Longhill High School is a co-educational secondary school for 11 to 16 year-olds, which is located in Rottingdean, Brighton and Hove, East Sussex. The school grounds are served by Brighton & Hove bus routes 2, 22, 72, 72A and 76, 76A.

== History ==
The school was officially opened in 1964, although took its first intake in 1963. The school originally had six houses named after castles in Sussex: Arundel, Bramber, Chichester, Hastings, Lewes and Pevensey.
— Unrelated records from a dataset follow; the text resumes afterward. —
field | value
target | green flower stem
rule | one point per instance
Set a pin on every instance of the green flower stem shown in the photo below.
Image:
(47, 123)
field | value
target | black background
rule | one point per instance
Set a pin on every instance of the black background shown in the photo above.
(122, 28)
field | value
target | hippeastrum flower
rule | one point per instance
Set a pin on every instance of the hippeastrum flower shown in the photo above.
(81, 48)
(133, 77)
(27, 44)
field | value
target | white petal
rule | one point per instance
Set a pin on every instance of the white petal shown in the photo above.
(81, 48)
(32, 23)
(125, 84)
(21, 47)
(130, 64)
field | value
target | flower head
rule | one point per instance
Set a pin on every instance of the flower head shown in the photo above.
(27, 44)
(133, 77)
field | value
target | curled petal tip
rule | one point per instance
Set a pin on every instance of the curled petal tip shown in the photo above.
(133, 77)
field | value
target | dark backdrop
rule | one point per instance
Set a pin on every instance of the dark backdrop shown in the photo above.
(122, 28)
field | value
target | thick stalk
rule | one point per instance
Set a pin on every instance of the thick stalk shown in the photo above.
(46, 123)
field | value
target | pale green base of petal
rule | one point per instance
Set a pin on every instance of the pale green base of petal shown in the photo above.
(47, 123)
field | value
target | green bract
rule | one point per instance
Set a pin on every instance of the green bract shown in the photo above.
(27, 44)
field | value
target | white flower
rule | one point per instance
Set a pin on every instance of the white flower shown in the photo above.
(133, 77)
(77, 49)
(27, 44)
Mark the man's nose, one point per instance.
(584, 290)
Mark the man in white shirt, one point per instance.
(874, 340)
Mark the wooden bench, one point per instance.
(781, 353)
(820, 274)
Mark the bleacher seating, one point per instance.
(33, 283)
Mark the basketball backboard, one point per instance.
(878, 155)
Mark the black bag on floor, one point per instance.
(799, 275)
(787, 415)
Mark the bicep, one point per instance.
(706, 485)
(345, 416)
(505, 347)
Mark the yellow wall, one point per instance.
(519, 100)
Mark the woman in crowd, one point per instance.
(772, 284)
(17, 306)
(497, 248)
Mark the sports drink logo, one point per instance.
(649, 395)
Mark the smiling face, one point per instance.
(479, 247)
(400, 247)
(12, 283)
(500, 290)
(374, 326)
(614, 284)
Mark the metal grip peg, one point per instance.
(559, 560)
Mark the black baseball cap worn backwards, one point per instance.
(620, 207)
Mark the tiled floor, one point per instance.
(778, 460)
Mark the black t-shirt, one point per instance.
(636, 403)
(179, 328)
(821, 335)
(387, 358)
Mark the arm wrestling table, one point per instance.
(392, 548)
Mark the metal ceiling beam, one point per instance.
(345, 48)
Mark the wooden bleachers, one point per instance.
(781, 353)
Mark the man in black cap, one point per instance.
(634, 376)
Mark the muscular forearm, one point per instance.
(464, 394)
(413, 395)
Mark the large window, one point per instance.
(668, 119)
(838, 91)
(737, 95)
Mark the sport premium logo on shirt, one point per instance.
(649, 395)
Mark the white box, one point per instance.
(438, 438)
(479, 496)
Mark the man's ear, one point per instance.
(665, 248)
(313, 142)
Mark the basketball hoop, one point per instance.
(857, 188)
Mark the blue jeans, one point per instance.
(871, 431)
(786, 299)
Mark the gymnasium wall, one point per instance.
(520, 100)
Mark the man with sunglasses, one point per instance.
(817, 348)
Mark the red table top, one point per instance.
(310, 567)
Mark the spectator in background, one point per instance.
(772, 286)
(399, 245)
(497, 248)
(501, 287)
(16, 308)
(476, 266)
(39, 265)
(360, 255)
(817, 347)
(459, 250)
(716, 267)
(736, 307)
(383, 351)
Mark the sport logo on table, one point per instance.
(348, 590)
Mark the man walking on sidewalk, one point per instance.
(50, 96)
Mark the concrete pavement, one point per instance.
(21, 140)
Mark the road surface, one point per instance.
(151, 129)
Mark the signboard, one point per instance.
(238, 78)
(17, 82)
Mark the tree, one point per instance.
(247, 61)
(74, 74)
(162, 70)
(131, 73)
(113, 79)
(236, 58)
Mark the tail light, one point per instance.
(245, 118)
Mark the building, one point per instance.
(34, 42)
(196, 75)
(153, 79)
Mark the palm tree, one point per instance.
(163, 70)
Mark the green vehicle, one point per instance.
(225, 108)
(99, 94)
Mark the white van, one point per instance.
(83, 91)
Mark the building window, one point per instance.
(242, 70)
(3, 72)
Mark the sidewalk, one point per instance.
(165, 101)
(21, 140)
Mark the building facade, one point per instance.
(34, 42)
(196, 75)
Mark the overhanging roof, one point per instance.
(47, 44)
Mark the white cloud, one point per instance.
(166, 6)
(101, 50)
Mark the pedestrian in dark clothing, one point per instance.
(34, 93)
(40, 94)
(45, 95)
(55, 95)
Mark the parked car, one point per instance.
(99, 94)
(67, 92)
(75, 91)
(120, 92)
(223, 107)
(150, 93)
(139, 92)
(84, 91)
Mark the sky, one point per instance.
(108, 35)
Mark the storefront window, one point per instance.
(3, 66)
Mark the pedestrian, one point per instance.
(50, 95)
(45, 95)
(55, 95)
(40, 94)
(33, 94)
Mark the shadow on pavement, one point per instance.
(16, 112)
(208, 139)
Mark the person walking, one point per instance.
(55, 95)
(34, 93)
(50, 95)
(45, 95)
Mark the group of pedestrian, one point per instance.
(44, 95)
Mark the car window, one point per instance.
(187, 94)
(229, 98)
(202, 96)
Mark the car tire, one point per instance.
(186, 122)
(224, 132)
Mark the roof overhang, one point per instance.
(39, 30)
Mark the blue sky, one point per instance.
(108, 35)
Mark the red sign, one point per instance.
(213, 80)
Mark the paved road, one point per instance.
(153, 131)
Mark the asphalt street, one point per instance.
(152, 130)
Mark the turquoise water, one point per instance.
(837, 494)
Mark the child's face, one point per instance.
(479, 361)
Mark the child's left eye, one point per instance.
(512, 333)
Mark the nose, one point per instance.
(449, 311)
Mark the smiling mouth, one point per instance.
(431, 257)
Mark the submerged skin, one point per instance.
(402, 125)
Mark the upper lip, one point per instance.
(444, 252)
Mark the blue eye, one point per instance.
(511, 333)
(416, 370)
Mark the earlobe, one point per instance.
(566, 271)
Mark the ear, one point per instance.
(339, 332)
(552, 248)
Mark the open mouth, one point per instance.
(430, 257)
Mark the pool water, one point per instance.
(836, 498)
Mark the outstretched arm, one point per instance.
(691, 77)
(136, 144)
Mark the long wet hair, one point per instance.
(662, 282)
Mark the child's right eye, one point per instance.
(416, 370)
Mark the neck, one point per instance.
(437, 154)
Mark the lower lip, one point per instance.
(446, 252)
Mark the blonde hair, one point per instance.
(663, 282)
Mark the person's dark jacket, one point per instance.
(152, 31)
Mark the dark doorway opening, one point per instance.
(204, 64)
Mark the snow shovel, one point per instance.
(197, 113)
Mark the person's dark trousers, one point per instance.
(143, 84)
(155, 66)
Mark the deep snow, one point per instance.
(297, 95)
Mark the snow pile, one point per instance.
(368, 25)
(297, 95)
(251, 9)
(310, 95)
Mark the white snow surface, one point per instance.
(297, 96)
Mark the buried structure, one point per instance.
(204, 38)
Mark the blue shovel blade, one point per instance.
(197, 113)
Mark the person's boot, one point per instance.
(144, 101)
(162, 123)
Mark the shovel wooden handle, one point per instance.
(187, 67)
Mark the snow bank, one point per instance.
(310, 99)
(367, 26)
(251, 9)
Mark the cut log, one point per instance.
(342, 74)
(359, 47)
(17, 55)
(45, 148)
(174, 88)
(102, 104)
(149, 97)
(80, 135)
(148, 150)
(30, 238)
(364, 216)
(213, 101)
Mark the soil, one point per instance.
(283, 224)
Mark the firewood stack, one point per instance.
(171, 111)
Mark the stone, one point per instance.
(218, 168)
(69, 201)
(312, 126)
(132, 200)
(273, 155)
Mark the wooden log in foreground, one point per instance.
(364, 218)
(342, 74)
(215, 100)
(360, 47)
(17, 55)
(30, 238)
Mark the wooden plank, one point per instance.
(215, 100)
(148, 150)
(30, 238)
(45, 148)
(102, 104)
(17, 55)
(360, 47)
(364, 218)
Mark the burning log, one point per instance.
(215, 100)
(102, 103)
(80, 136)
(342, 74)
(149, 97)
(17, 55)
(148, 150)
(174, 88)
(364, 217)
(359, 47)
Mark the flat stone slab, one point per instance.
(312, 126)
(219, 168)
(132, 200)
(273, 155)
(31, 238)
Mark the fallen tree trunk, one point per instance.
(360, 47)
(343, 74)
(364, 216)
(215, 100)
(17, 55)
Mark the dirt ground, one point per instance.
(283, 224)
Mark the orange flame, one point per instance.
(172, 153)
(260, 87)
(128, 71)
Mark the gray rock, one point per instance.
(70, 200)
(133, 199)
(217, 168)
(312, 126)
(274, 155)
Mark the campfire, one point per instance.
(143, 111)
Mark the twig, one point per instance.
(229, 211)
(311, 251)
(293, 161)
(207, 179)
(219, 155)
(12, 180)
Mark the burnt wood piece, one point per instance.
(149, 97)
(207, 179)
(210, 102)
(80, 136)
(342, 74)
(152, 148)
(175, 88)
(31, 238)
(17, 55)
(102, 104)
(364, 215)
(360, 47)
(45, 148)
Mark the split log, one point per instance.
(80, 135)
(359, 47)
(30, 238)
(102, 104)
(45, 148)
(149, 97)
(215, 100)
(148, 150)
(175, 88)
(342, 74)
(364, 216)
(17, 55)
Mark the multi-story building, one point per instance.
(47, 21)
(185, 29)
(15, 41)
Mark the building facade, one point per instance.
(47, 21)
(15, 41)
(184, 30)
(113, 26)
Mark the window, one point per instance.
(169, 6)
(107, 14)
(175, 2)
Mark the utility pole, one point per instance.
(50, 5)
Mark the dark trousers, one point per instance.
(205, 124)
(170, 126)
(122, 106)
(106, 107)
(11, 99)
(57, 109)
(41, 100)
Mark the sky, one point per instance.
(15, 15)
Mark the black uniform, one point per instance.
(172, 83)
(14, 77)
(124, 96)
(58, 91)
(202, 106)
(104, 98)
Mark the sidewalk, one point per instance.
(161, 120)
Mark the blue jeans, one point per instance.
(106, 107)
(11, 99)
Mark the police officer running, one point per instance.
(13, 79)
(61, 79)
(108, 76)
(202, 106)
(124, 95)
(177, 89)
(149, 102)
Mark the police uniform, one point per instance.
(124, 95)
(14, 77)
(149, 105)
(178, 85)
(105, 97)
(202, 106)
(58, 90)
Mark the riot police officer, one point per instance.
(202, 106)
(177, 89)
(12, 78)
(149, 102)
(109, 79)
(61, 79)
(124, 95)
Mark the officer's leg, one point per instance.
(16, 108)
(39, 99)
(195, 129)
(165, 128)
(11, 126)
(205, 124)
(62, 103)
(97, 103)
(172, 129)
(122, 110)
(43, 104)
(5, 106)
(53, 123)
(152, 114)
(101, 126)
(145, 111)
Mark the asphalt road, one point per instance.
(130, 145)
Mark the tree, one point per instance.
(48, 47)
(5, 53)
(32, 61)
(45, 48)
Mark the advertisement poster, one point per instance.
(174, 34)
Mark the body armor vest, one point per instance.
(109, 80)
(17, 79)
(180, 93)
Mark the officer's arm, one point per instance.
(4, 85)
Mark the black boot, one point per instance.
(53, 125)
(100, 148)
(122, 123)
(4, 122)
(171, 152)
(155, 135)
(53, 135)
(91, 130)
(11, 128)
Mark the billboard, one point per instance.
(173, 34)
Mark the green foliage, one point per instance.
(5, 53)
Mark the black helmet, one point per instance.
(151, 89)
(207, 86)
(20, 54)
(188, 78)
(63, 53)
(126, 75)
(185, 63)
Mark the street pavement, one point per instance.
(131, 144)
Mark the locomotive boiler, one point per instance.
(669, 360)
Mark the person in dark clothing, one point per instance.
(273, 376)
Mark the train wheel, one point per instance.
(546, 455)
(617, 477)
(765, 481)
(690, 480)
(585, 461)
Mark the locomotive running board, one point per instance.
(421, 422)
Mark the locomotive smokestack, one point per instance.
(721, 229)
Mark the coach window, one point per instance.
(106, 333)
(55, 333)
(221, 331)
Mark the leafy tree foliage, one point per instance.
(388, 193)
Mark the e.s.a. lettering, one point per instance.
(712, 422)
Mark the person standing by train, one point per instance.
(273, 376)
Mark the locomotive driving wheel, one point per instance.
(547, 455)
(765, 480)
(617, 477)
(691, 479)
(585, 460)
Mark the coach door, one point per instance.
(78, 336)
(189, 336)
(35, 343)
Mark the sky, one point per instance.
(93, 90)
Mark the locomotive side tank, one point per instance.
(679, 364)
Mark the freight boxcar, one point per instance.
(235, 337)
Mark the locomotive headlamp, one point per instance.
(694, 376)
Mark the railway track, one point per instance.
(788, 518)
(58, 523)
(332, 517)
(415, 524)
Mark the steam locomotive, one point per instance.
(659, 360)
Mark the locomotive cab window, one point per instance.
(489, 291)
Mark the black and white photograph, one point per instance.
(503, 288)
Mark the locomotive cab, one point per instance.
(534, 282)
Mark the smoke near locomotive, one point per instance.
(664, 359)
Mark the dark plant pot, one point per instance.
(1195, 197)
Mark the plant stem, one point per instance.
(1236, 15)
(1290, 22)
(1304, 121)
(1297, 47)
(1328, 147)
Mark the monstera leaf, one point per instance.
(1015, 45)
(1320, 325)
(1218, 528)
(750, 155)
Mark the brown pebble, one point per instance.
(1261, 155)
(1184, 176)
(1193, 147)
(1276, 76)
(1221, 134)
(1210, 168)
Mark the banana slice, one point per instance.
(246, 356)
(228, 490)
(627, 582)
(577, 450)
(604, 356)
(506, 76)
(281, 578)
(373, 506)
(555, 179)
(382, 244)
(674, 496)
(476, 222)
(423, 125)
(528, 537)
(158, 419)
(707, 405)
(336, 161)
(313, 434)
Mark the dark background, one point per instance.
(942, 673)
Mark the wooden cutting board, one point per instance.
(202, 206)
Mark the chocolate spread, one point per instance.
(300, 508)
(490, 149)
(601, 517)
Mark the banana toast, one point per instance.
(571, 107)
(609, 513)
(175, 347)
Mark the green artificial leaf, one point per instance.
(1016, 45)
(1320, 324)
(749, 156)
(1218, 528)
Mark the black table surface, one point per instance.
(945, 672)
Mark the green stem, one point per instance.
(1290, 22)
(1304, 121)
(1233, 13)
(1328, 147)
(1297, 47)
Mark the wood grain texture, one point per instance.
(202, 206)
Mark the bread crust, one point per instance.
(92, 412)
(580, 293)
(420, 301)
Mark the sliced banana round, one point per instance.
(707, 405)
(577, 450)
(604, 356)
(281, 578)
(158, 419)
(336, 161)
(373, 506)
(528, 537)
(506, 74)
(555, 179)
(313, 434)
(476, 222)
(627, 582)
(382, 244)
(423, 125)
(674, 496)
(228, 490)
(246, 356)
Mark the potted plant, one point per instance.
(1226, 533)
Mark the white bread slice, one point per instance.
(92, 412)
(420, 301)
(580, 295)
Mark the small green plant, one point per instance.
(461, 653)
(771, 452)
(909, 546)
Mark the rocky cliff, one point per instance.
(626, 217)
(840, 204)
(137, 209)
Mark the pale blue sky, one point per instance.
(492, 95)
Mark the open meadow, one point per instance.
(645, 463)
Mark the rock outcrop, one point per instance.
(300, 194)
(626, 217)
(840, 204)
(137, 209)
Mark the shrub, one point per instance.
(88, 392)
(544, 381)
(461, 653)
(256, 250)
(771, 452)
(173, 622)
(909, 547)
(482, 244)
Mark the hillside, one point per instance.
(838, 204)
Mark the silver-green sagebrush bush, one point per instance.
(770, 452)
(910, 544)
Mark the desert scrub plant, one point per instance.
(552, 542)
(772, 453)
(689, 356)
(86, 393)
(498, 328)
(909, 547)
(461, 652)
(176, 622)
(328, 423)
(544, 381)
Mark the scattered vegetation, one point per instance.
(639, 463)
On 16 September 2010, officially it opened its new block, named "Vaughan Block" after one of the longest-serving teachers, after a campaign on the social networking site Facebook.

On the hottest day thus far in 2016, several dozen male pupils were excluded from lessons due to wearing school PE shorts instead of trousers. The head teacher said, “Students have access to water in order to keep themselves hydrated" and stated that only around 2 per cent of pupils were involved. Over the next few days, more than a dozen male pupils attended school wearing school uniform skirts instead as a protest, which they were permitted to do after initially being told to remove them. Parents said that the protest should encourage the school to consider changing its uniform policy.

In 2018 the school implemented a new house system named after local landmarks: Brighton Dome, Brighton Lanes, Brighton Pavilion and Brighton Pier. It also changed its motto to “Aspiration, Determination, Success”.

== Initiatives and projects ==
Longhill High School is involved in projects.
- Shortlisted for Learning through Landscapes' Fruit-ful Schools project.
- Pupils are part of the Young Gifted and Talented Programme.
- Pupils are part of the Aim Higher scheme.

==Notable students==
- John Volanthen, one of the divers in the Tham Luang cave rescue in Thailand.
- Tommy Elphick, a professional football player.
- Saffron Barker, a YouTube vlogger, who was a contestant in Strictly Come Dancing in 2019.
- Fabienne André, British paraathlete.
- Sonay Kartal, tennis player
- Harriet Blackmore, Reality TV Star, who was a contestant in Love Island Series 11 and Love Island: All Stars series 2.